Since 2013, this project has been running through his mind … The Italian neurosurgeon, Sergio Canavero continues the project to perform the first human head transplant.
Head transplant: a $ 100 million operation
He detailed the operation at the American Academy of Neurological and Orthopedic Surgeons (AANOS) conference in the United States on June 12.
He took this opportunity to ask for $ 100 million from American billionaires (Bill Gates, in particular) in order to achieve this operation.
Transplant the head of a patient into a brain dead body
This type of transplant involves transplanting the head of a sick recipient onto the body of a brain-dead donor. Transplantation would allow, for example, quadriplegic patients to benefit from a healthy body to move again.
The first volunteer for this transplant is a 30-year-old Russian, Valery Spiridonov, suffering from Werdnig-Hoffmann disease which is characterized by incurable progressive atrophy of the muscles.
Head transplant in practice
In practice, doctors would cool the recipient’s head to preserve his brain before the body is transplanted.
It would be enough, according to Serge Canavero, to cut with an extremely fine blade allowing to cut the nerve fibers without dulling them. Then connect the head to its new body with polyethylene glycol, a chemical, and an electric current to speed up their reattachment.
Head transplant: doctors are skeptical
The profession remains skeptical of its project. This operation was already performed on a monkey in the 1970s and resulted in the death of the animal shortly after.
“If someone knew how to do what they claim to be able to do, we would have already demonstrated it in animal experiments and this research would have been published in serious scientific journals,” said Art Caplan, bioethicist at Langone Medical Center in New York.

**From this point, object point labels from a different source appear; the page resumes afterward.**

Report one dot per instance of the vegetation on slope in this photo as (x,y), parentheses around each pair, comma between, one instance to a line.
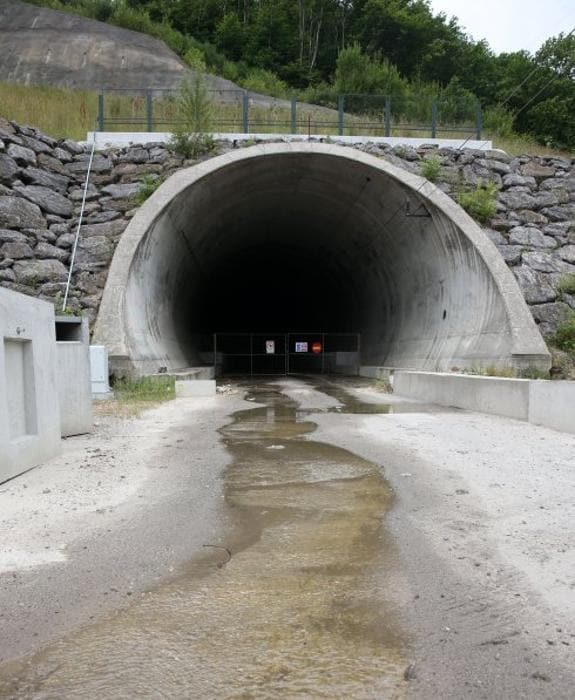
(324,47)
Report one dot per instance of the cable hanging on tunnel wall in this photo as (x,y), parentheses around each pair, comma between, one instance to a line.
(80,218)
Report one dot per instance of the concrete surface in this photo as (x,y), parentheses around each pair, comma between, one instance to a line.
(39,45)
(186,388)
(501,396)
(312,235)
(481,533)
(552,404)
(99,375)
(111,139)
(29,411)
(74,384)
(543,402)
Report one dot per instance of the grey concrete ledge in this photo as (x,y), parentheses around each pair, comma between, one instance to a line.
(547,403)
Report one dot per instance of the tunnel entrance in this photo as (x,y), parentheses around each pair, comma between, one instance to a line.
(286,353)
(311,236)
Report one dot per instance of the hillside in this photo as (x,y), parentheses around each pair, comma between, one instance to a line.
(43,46)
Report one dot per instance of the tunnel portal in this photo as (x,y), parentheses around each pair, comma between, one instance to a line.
(311,237)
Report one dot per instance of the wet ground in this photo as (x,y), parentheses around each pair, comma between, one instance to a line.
(291,602)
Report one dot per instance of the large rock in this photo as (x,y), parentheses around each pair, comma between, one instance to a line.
(517,199)
(534,286)
(35,272)
(49,201)
(42,178)
(550,316)
(16,212)
(16,251)
(22,155)
(8,168)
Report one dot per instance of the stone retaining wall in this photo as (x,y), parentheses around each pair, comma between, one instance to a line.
(41,189)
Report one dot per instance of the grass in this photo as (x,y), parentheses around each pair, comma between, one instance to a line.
(131,398)
(480,202)
(58,112)
(567,284)
(64,113)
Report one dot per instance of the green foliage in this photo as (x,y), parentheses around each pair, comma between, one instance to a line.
(358,73)
(146,188)
(264,82)
(564,338)
(431,168)
(191,137)
(480,202)
(567,284)
(380,47)
(145,389)
(498,121)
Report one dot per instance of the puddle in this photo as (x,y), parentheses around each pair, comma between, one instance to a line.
(291,604)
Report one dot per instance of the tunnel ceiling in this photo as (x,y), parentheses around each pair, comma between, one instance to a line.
(312,237)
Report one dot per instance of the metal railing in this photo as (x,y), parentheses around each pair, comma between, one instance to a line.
(241,111)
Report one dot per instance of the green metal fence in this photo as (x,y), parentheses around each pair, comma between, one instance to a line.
(239,111)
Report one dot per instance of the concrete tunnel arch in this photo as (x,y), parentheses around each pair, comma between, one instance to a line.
(311,236)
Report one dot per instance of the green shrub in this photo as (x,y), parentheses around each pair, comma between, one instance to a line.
(567,284)
(481,202)
(264,82)
(431,168)
(564,338)
(191,137)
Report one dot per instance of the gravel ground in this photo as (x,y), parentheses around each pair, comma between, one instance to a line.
(118,512)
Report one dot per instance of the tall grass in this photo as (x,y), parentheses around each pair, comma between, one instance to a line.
(55,111)
(64,113)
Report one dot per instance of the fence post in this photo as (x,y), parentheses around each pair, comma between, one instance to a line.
(149,110)
(340,114)
(293,119)
(246,112)
(101,111)
(387,116)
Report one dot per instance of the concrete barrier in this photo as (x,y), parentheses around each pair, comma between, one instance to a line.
(29,406)
(74,387)
(552,404)
(547,403)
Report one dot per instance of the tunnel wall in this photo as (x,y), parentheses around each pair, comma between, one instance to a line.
(429,289)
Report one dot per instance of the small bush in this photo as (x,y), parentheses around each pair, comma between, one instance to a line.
(567,284)
(564,338)
(147,187)
(481,202)
(431,168)
(191,137)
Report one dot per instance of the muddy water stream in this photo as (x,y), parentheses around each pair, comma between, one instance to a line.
(292,603)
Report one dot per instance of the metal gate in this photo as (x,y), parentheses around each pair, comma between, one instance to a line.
(286,353)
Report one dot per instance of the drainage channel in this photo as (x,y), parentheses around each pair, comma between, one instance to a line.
(292,604)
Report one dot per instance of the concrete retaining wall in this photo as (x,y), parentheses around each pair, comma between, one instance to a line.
(29,411)
(74,386)
(551,404)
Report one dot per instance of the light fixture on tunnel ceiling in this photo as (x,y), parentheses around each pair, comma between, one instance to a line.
(420,213)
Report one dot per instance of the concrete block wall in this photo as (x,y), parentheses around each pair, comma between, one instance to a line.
(29,406)
(74,383)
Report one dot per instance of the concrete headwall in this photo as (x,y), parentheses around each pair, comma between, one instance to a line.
(546,403)
(29,411)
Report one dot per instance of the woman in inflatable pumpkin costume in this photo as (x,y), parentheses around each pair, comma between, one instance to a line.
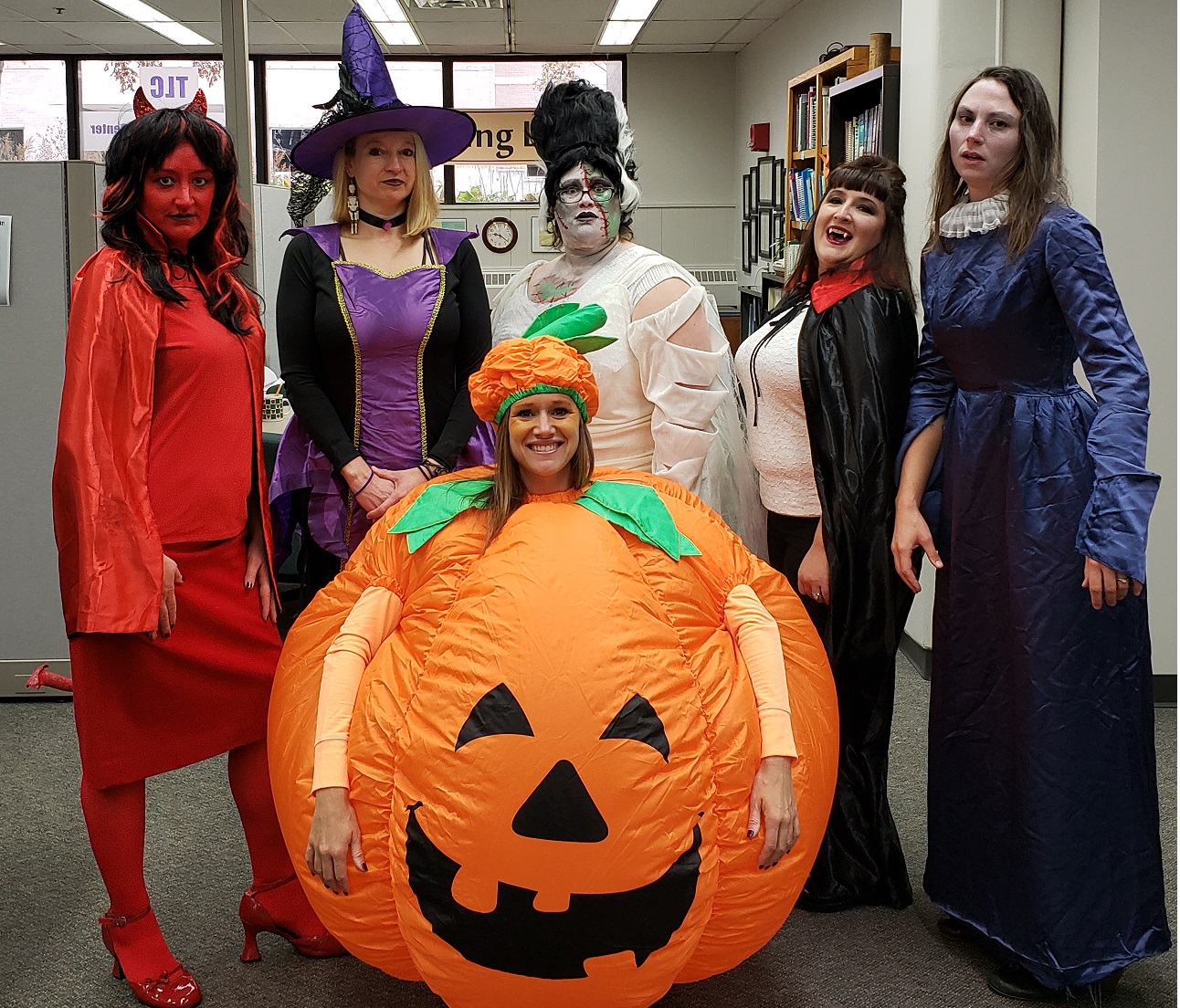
(548,692)
(669,395)
(163,551)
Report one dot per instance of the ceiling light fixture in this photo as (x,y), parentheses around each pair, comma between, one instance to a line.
(619,33)
(391,23)
(161,24)
(633,9)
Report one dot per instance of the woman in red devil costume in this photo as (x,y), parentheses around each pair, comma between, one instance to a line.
(163,543)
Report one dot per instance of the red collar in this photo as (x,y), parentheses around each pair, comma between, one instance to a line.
(837,286)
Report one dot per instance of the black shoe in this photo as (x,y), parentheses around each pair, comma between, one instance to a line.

Scientists also point the finger at the aftermath of the transplant. What is the risk of rejection ? How is the blood circulation going to be connected? How will the patient breathe while waiting for the phrenic nerve (which allows breathing) to grow back? Will the patient always be himself? Will consciousness follow in the new body? Questions to which the neurosurgeon does not really or very vaguely answer.
But the Italian is not discouraged: he wants to practice body transplant by 2016. To be continued.